Un sound system, à la base une expression désignant le matériel de sonorisation transportable (ou aussi « discomobile »), est employé par extension pour désigner un collectif d’artistes mais aussi de techniciens que l’on pourrait presque comparer à un label. Cette effervescence va conduire à la diffusion d’une multitude de sous catégories de musiques éléctroniques au début des années 90 : techno, hardtechno, minimal, tribe, drum and bass, trance, goa, breakbeat, gabber et autres…
Ces nombreux groupes s’occupent alors de promouvoir leur soirée, parmi les plus connues on peut citer Genesis ’88, World Dance, Helter Skelter ou Energy. Mais certains sound system vont se détacher du lot, c’est le cas des « Spiral Tribes » qui vont promouvoir un nouveau concept de soirée qui se détache aussi sur le plan idéologique : les free party.

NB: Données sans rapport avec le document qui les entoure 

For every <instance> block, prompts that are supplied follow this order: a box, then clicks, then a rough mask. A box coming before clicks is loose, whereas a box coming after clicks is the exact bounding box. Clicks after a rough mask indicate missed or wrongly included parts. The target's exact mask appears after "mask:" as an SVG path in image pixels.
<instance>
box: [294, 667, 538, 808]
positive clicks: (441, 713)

Au niveau musical les free party sont généralement plus radicales que les rave party avec des sonorités sèches calibrées sur un rythme élevé où on retrouve plusieurs genres : hardtek, hardcore, jungle , acidcore … Mais une free party se distingue en réalité par le fait que les participants considèrent qu’ils sont libre car ils créent une zone éphémère qui est autonome (T.A.Z : Temporary Autonomous Zone). Sur ces lieux, l’état n’a pas de droit et ne peut faire preuve d’aucune autorité. Elle se base aussi sur free dans le sens de gratuit : elle l’est au début, mais plus tard une donation peut être demandée à l’entrée sous n’importe quelle forme (argent, cigarette …).

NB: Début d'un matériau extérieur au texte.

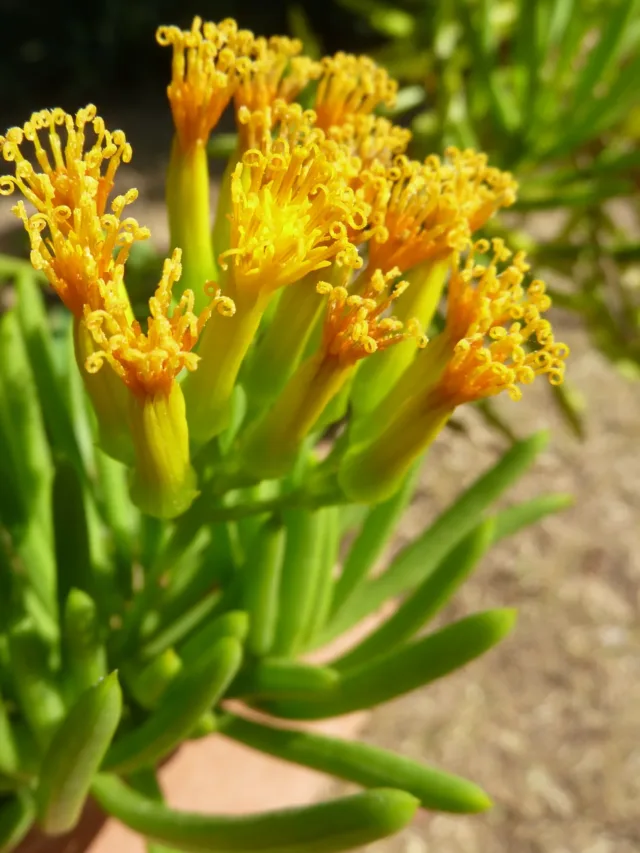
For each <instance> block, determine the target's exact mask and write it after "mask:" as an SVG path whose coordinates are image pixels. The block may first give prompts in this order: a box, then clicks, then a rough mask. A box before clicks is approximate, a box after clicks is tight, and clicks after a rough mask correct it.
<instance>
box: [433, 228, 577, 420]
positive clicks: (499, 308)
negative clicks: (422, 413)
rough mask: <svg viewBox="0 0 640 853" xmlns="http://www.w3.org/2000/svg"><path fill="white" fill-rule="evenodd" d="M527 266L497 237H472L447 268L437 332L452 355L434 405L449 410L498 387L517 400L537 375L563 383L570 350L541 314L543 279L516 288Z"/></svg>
mask: <svg viewBox="0 0 640 853" xmlns="http://www.w3.org/2000/svg"><path fill="white" fill-rule="evenodd" d="M489 251H491V253H492V257H491V260H490V262H489V263H488V264H487V265H481V264H478V263H477V262H476V255H477V254H486V253H487V252H489ZM528 269H529V265H528V264H527V262H526V260H525V257H524V253H523V252H518V253H517V254H516V255H514V256H512V254H511V252H510V251H509V250H508V249H507V248H506V247H505V245H504V243H503V241H502V240H499V239H495V240H493V241H492V243H491V245H490V244H489V243H488V241H486V240H479V241H477V242H476V243H475V245H474V246H473V248H472V250H471V251H470V253H469V256H468V258H467V260H466V262H465V263H464V265H463V266H462V268H460V269H456V268H454V270H453V272H452V276H451V280H450V282H449V295H448V304H447V326H446V329H445V332H444V334H445V335H446V337H447V338H448V340H449V341H450V343H451V345H452V346H453V354H452V356H451V358H450V360H449V361H448V363H447V365H446V367H445V368H444V371H443V372H442V375H441V376H440V378H439V379H438V381H437V383H436V386H435V388H434V390H433V402H434V403H435V404H437V405H447V406H449V405H450V406H451V407H452V408H453V406H457V405H460V404H461V403H465V402H470V401H472V400H478V399H480V398H482V397H488V396H492V395H494V394H499V393H500V392H501V391H507V392H508V394H509V396H510V397H511V398H512V399H513V400H519V399H520V397H521V396H522V392H521V390H520V388H519V385H529V384H531V382H533V380H534V379H535V377H536V376H539V375H545V376H546V377H547V379H548V380H549V382H550V383H551V384H552V385H559V384H561V383H562V381H563V378H564V370H565V365H564V361H565V359H566V358H567V356H568V354H569V348H568V347H567V346H566V344H563V343H559V342H556V341H555V339H554V336H553V331H552V328H551V323H550V322H549V321H548V320H546V319H543V317H542V316H541V315H542V314H543V313H545V312H546V311H547V310H548V309H549V308H550V306H551V299H550V298H549V296H548V295H547V293H546V292H545V285H544V282H542V281H539V280H537V279H536V280H534V281H532V282H531V284H529V286H528V287H527V288H525V287H524V286H523V280H524V277H525V274H526V273H527V271H528Z"/></svg>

Le 3 novembre 1994, le parlement britannique vote la clause Criminal Justice Bill du Criminal Justice and Public Order Act qui définit la rave comme « un rassemblement en plein air de cent personnes et plus dans lequel de la musique amplifiée caractérisée par des pulsations répétitives est jouée pendant la nuit ». Cette situation fera déménager plusieurs sound system en Europe -dont les Spiral Tribe - qui passeront notamment par la France. D’autres sound system se regrouperont eux aussi dans différent pays et elle peut être dans un cadre légal (beaucoup de rave party, plus populaire et attractive)

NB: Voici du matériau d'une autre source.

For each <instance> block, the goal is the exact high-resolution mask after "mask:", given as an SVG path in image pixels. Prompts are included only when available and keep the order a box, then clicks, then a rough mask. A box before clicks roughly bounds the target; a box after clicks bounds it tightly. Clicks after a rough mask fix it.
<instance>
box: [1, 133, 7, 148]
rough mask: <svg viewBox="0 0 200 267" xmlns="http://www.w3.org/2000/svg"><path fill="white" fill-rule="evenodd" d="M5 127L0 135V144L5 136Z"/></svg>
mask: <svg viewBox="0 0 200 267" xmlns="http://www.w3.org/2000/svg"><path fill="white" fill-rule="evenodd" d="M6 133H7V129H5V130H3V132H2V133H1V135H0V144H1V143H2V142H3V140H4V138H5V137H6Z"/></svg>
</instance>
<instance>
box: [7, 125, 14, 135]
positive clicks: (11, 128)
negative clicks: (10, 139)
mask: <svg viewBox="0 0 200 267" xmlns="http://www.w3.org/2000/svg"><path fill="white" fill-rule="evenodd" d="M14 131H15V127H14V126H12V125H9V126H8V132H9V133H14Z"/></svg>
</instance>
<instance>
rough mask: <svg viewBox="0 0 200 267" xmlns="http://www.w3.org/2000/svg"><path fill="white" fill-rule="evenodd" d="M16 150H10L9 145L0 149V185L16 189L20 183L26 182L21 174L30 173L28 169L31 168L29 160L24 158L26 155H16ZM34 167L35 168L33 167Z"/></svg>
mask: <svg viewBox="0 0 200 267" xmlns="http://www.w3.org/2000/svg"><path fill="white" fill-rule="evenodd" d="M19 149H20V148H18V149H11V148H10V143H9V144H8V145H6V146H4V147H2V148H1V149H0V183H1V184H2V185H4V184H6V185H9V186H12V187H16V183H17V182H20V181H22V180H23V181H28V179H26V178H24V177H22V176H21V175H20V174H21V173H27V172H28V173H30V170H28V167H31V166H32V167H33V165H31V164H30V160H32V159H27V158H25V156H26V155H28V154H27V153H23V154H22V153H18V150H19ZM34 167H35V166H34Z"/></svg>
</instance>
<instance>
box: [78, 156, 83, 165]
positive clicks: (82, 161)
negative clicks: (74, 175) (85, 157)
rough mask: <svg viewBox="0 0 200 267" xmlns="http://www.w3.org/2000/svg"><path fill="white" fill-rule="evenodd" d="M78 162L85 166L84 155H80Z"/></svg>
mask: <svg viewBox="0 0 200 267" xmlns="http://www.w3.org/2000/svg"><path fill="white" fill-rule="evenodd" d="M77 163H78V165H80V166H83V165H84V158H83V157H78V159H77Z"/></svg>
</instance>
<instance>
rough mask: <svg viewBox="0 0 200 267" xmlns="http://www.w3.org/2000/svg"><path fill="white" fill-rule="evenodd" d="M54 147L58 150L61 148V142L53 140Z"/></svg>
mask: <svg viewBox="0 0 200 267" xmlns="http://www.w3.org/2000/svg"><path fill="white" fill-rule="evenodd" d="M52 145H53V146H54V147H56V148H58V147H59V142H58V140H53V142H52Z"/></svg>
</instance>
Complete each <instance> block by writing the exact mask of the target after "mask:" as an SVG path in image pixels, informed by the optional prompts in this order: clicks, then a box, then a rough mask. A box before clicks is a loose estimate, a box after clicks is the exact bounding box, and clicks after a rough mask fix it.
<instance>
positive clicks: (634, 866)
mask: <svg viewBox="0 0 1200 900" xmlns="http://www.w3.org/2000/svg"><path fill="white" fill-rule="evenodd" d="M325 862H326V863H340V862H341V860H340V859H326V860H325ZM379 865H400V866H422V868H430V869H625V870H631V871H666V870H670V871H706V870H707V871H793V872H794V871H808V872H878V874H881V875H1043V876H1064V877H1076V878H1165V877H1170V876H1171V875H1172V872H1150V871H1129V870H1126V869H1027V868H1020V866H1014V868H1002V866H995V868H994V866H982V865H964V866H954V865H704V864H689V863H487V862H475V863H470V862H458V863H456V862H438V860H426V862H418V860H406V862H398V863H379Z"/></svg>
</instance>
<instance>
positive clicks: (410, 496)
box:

La France accueillera les plus gros teknival (plusieurs sound system à un même endroit) allant jusqu’à 100 000 personnes (comme celui de Chavannes le 1er Mai 2006, autorisé par l’Etat). Là aussi certains groupes se feront remarquer, en particulier les Heretik (les organisateurs de la soirée à la piscine Molitor en plein Paris en 2001 ou à celle de Chavannes ).
Ils sont originaires de France depuis leur création en 1996. Il s’agit aussi d’un sound system contestataire et ils sont considérés sont comme des pionnier de la scène électronique underground en France avec plus d’une centaine de vinyles et plusieurs CD à leur actif. A leurs débuts, ils dénonçaient notamment la marginalisation que subissait les artistes techno tout comme les dérives qu’entrainait la trop grande popularité du mouvement mais ils s’éloignent peu à peu de leurs convictions.
Les derniers membres les plus populaires sont cependant toujours en tournée à l’occasion de leur 20 ans -la dernière date à Lyon en Décembre dernier pour la Dantesk.